Articles | Volume 9, issue 11
Research article
14 Nov 2016
Research article |  | 14 Nov 2016

Simulation of submillimetre atmospheric spectra for characterising potential ground-based remote sensing observations

Emma C. Turner, Stafford Withington, David A. Newnham, Peter Wadhams, Anna E. Jones, and Robin Clancy

Abstract. The submillimetre is an understudied region of the Earth's atmospheric electromagnetic spectrum. Prior technological gaps and relatively high opacity due to the prevalence of rotational water vapour lines at these wavelengths have slowed progress from a ground-based remote sensing perspective; however, emerging superconducting detector technologies in the fields of astronomy offer the potential to address key atmospheric science challenges with new instrumental methods. A site study, with a focus on the polar regions, is performed to assess theoretical feasibility by simulating the downwelling (zenith angle = 0°) clear-sky submillimetre spectrum from 30 mm (10 GHz) to 150 µm (2000 GHz) at six locations under annual mean, summer, winter, daytime, night-time and low-humidity conditions. Vertical profiles of temperature, pressure and 28 atmospheric gases are constructed by combining radiosonde, meteorological reanalysis and atmospheric chemistry model data. The sensitivity of the simulated spectra to the choice of water vapour continuum model and spectroscopic line database is explored. For the atmospheric trace species hypobromous acid (HOBr), hydrogen bromide (HBr), perhydroxyl radical (HO2) and nitrous oxide (N2O) the emission lines producing the largest change in brightness temperature are identified. Signal strengths, centre frequencies, bandwidths, estimated minimum integration times and maximum receiver noise temperatures are determined for all cases.
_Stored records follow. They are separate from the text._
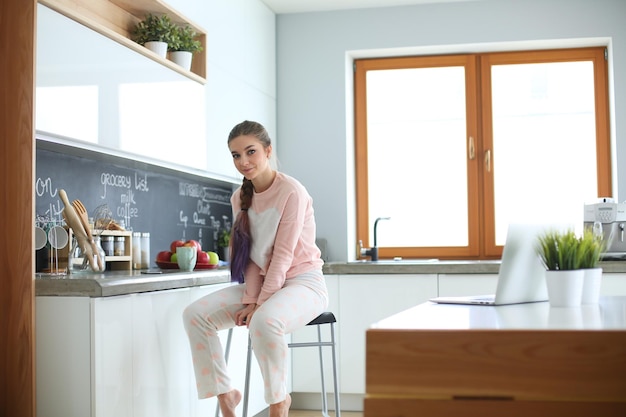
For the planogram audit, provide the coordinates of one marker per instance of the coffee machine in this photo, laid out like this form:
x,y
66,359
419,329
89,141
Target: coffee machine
x,y
607,219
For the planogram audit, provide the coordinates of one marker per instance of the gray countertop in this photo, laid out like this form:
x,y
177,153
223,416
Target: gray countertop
x,y
113,283
434,266
125,282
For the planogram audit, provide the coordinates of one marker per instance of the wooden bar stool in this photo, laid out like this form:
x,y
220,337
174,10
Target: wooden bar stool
x,y
322,319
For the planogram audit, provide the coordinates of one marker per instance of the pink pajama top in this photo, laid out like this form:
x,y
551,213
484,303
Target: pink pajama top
x,y
282,227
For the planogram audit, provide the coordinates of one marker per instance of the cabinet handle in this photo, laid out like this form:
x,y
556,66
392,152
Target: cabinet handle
x,y
471,149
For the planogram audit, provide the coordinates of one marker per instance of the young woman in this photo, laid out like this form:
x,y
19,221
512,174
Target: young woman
x,y
275,258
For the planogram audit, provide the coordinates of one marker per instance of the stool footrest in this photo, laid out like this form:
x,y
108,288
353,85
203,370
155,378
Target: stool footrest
x,y
310,344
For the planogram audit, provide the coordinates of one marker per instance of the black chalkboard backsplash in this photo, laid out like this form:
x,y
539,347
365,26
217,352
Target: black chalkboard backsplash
x,y
144,199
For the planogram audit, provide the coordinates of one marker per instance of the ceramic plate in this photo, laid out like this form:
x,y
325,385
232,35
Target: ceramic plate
x,y
173,265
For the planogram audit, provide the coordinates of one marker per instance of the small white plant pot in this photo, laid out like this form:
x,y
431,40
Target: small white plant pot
x,y
159,48
591,285
181,58
565,288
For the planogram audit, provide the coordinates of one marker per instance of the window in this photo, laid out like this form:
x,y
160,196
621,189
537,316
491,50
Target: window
x,y
454,148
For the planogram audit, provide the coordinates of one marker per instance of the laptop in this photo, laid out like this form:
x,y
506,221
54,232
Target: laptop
x,y
521,278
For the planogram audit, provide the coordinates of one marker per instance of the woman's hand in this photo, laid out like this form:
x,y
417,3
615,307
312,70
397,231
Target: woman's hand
x,y
243,316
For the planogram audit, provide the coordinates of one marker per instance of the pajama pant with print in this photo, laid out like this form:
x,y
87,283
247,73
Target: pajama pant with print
x,y
301,299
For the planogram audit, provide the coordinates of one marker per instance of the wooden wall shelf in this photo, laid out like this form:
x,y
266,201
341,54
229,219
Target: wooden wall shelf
x,y
116,19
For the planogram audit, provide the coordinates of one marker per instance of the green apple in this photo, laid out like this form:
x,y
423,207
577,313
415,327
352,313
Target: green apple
x,y
214,258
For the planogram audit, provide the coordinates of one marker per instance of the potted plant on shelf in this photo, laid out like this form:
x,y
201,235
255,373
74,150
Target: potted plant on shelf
x,y
223,245
183,45
155,33
559,252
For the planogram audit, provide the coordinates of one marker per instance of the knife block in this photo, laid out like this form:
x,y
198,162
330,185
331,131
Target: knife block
x,y
113,263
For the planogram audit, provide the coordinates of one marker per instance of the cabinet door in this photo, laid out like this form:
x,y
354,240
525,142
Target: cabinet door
x,y
63,356
160,372
456,285
364,300
305,371
112,354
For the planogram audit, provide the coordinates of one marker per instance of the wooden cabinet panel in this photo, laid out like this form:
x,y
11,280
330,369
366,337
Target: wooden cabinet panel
x,y
408,407
502,365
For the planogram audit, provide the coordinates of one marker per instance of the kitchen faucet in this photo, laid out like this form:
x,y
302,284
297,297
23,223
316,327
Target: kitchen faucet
x,y
373,251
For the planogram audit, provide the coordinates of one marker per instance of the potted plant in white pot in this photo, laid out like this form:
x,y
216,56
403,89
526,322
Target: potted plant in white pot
x,y
183,45
559,252
155,33
590,248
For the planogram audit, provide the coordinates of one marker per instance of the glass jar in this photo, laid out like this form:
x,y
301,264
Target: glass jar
x,y
145,250
79,263
136,250
108,245
120,246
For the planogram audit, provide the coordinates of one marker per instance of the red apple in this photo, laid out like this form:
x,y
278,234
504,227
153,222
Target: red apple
x,y
164,256
194,243
175,244
202,258
214,258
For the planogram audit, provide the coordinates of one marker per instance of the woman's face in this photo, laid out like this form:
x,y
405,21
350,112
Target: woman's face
x,y
250,157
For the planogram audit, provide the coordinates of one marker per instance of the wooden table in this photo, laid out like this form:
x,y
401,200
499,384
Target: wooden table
x,y
518,360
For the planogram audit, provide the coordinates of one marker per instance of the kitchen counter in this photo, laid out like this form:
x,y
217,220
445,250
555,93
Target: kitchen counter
x,y
127,282
113,283
434,266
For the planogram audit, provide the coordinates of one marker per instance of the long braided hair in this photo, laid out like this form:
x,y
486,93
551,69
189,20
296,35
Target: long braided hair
x,y
241,240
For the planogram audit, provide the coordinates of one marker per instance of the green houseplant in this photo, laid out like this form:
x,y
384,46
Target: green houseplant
x,y
184,39
559,250
183,45
153,28
569,260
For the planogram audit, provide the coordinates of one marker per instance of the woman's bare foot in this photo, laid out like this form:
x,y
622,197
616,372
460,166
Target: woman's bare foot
x,y
228,402
281,409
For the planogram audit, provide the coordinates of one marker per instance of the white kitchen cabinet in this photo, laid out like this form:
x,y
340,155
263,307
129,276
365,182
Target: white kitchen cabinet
x,y
112,355
63,356
364,300
454,285
123,356
160,372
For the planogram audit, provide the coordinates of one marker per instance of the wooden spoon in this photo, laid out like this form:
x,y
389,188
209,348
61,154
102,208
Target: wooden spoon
x,y
82,215
74,222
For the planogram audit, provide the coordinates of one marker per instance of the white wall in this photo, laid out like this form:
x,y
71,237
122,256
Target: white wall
x,y
314,78
241,69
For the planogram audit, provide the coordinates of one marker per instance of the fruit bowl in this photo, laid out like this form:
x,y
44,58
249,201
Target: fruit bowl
x,y
174,265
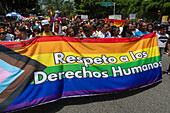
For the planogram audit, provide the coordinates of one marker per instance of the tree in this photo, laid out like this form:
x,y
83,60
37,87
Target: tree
x,y
24,7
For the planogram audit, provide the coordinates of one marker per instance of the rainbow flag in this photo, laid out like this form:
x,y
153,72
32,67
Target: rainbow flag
x,y
55,15
73,19
72,67
117,23
51,16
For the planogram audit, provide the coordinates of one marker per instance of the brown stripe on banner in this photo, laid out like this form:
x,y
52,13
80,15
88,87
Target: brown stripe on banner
x,y
28,69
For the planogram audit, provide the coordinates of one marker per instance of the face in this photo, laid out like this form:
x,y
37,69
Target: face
x,y
56,25
144,27
9,30
163,31
116,32
2,36
71,32
89,33
105,28
80,29
17,33
150,28
131,27
46,27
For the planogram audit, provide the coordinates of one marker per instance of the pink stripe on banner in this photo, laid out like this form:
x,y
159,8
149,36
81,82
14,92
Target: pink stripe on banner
x,y
4,74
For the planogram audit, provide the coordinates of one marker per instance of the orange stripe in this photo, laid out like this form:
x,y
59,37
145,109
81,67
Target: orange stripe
x,y
85,48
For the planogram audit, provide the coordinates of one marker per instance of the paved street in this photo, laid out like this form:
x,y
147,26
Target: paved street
x,y
152,99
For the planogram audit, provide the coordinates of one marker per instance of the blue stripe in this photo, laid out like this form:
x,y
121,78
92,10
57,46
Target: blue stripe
x,y
51,88
15,73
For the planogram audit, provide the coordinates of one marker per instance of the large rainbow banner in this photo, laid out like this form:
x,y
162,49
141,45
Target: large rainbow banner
x,y
45,69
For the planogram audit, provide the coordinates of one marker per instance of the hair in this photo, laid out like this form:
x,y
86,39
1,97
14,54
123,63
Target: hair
x,y
113,29
151,25
69,28
22,29
86,29
161,26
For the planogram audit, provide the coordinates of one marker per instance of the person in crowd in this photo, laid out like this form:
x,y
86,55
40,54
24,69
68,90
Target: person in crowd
x,y
96,33
115,31
36,31
57,27
168,26
3,35
150,28
87,32
63,30
46,29
142,31
2,25
21,34
10,34
104,33
163,39
127,29
80,32
70,32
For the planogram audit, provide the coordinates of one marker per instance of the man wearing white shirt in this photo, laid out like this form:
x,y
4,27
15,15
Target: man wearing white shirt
x,y
104,33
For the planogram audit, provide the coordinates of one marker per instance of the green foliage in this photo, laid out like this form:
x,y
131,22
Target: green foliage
x,y
23,7
142,8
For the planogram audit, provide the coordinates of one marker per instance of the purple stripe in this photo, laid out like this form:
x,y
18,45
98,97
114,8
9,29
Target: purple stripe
x,y
75,93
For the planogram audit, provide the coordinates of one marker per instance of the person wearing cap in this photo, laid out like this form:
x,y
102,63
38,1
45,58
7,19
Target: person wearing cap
x,y
46,29
21,34
3,35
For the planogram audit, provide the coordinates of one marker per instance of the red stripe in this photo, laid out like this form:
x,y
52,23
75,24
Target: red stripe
x,y
71,39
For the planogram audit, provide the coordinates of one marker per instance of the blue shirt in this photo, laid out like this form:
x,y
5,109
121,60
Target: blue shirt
x,y
139,33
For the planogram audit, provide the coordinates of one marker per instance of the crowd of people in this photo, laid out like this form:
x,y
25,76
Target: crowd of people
x,y
19,30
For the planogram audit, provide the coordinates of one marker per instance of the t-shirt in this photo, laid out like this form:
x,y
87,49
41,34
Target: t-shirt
x,y
102,35
9,36
48,34
5,40
139,33
162,39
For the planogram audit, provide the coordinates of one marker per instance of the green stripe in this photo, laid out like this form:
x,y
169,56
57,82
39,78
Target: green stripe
x,y
99,68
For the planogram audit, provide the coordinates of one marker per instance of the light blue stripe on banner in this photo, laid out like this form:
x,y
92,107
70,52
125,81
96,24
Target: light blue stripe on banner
x,y
12,69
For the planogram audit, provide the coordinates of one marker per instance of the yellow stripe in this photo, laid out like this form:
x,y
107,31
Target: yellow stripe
x,y
85,48
48,59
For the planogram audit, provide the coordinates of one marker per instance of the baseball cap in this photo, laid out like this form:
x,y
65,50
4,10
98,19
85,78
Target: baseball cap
x,y
2,30
45,22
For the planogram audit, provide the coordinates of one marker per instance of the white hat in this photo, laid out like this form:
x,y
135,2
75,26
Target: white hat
x,y
45,22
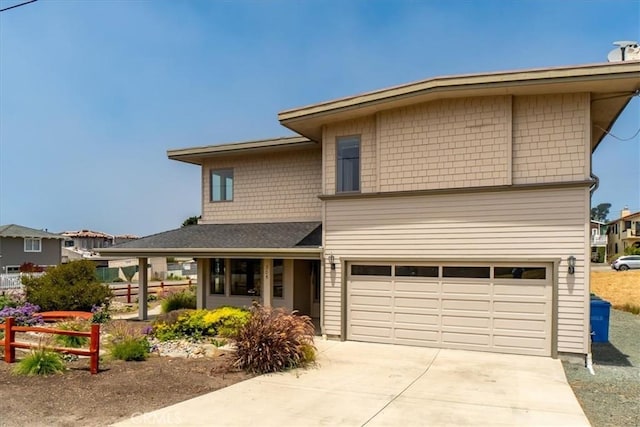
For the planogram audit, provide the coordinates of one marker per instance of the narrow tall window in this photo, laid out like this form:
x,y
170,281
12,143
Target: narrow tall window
x,y
348,164
278,278
32,245
221,185
217,276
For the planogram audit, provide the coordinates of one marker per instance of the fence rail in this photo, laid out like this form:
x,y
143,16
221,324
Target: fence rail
x,y
130,290
10,343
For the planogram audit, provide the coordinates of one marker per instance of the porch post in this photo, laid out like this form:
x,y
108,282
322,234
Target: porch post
x,y
202,283
143,290
267,281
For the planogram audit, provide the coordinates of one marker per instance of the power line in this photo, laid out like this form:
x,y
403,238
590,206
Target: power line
x,y
17,5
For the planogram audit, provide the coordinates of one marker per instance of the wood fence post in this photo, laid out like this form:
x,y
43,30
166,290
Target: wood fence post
x,y
9,338
94,347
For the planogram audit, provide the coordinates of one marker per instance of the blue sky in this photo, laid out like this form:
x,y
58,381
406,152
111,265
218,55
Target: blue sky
x,y
93,93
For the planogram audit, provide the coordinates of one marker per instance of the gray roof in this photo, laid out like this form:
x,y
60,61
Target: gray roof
x,y
13,230
276,235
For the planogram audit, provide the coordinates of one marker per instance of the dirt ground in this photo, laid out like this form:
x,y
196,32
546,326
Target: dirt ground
x,y
119,391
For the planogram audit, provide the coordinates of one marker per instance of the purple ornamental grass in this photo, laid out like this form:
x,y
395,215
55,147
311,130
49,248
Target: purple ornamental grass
x,y
23,315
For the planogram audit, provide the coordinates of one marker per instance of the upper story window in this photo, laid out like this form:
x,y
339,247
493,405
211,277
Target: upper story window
x,y
32,245
221,185
348,164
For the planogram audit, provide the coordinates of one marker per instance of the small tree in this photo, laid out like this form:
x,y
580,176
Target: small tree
x,y
72,286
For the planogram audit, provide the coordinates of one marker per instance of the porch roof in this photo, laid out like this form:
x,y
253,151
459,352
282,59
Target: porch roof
x,y
248,239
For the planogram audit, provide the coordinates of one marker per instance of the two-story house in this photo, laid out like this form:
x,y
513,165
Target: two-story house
x,y
623,233
20,245
451,212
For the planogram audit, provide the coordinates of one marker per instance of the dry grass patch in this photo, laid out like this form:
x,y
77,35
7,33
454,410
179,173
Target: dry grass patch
x,y
620,288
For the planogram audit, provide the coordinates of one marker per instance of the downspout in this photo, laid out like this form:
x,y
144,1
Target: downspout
x,y
588,363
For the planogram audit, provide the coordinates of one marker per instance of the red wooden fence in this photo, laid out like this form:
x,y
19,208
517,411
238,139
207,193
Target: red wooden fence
x,y
132,290
10,343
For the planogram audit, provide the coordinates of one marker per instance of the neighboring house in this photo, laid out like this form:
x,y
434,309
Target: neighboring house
x,y
19,245
87,240
598,240
451,212
624,232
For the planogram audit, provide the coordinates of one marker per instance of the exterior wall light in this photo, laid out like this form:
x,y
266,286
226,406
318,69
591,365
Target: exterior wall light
x,y
572,264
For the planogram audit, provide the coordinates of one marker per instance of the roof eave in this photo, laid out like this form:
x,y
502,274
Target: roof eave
x,y
314,252
196,155
308,120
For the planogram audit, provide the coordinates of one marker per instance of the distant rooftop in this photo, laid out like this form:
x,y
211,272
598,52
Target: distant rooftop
x,y
19,231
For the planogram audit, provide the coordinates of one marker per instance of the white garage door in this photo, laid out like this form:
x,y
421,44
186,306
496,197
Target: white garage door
x,y
492,307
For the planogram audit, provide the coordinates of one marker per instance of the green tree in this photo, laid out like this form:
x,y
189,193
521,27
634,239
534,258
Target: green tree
x,y
600,212
72,286
192,220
HOBr, HBr and HO2 produce brightness temperature peaks in the mK to µK range, whereas the N2O peaks are in the K range. The optimal submillimetre remote sensing lines for the four species are shown to vary significantly between location and scenario, strengthening the case for future hyperspectral instruments that measure over a broad wavelength range. The techniques presented here provide a framework that can be applied to additional species of interest and taken forward to simulate retrievals and guide the design of future submillimetre instruments.

Short summary
Observations of the submillimetre part of the electromagnetic spectrum have previously been the domain of the astronomical community. However, new technological advances in the superconducting detectors field are offering the atmospheric sciences unexplored opportunities to perform useful spectroscopy in this region, exploiting existing radio telescope sites. Example simulations at six sites are presented for HBr, HOBr, HO2 and N2O showing the need for broad high-resolution measurements.